I do remember the pictures on the TV so clearly. And I remember that I couldn’t really believe them. Surely it was a temporary glitch. Surely the people of east Berlin had not just forced the gates and crossed the border. Surely the might of Russia would come crashing down. But days passed, and nothing happened. And people was chipping away on the Berlin wall. And after a while, the East German military started actually dismantling it, and my skepticism and fear slowly lifted into a euphoria that lasted almost a year, and a lingering happiness that lasted longer. A great weight had been lifted from my shoulders. The world had been changed.
And the world changed a lot. And that’s probably why this state of happiness I was in lasted for so long. When the wall fell, and the the Soviet union, the world I grew up in disappeared completely. Because in that world, nuclear war was not a risk, it was a certainty. There was never a doubt the world would end in a nuclear war, it was just a question of when, and what would be best: Getting burned to death by radiation, or be forced to live through the Mad Max-hell that surely was how the post apocalyptic world would look. That dark, gloomy and doomed world was changed to a globalized, peaceful world. And it was a world that had a soundtrack, and the soundtrack was called MTV Europe.
Because something that propelled me through this state of happiness that lasted years was the constant reminder from MTV Europe. MTV Europe was only two years old when the wall fell, and in some sense probably still finding it’s feet and it’s audience. And to my constant joy, a large part of that audience turned out to be the youth of eastern Europe. The MTV of the early 90’s would with great fanfare welcome new countries of eastern Europe as they gained coverage there. In 1992 Ray Cokes started the show MTV’s Most Wanted, where people could call in and wish for songs. And armed with only a handful of words in English, people would call in on crappy telephone lines from what then seemed to be remote parts of Europe we hardly have heard of, and ask songs for they loved ones.

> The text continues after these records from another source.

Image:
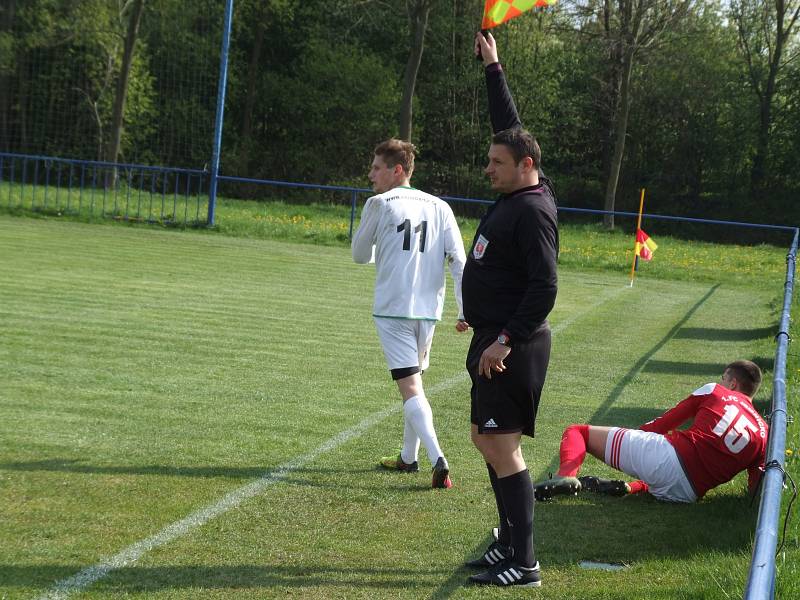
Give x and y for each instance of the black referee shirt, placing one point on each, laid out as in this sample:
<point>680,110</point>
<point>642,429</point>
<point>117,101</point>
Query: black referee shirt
<point>510,277</point>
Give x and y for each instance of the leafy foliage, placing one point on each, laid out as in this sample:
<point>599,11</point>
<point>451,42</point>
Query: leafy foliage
<point>313,85</point>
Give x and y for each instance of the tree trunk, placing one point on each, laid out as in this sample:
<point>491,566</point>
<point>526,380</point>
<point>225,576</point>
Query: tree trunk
<point>122,83</point>
<point>6,24</point>
<point>418,12</point>
<point>250,98</point>
<point>620,132</point>
<point>759,170</point>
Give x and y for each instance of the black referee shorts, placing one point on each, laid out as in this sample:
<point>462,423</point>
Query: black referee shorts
<point>508,402</point>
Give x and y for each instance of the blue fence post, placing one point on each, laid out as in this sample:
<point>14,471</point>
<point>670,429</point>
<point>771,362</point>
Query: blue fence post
<point>761,578</point>
<point>223,79</point>
<point>353,212</point>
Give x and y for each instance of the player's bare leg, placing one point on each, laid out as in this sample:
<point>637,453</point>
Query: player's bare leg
<point>419,427</point>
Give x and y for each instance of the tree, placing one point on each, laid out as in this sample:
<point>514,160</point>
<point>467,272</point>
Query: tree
<point>135,7</point>
<point>418,14</point>
<point>765,29</point>
<point>625,29</point>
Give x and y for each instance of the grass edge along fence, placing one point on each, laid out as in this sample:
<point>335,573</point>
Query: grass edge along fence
<point>176,197</point>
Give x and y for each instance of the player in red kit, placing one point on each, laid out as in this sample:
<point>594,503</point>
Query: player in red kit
<point>727,435</point>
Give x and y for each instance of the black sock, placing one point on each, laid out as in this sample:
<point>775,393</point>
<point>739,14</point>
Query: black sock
<point>517,493</point>
<point>504,536</point>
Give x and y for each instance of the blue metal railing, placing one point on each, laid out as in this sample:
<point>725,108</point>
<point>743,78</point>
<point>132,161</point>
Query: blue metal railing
<point>761,577</point>
<point>91,188</point>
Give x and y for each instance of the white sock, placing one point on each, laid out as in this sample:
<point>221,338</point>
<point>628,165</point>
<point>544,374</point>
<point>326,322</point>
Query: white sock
<point>410,443</point>
<point>418,412</point>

The youth of Europe was united to a single rhythm.
But in 1993 I moved, and for various reasons I didn’t have MTV until 1997, when to my dismay I found MTV Nordic on my TV instead of MTV Europe. The magic bond to the youth of Europe had broken, and the sense of freedom and globalization I had in the early 90’s had disappeared, as the new Europe had become normality. But if I ever despair about the state of the world, I only have to remember back to those early 90’s and the nervous teenagers that was using Ray Cokes as an expression of their newfound freedom.
It’s getting better. Peoples thirst for freedom will win in the end. Sometimes it goes slowly, sometimes fast, sometimes it may go a bit backwards. But it is getting better.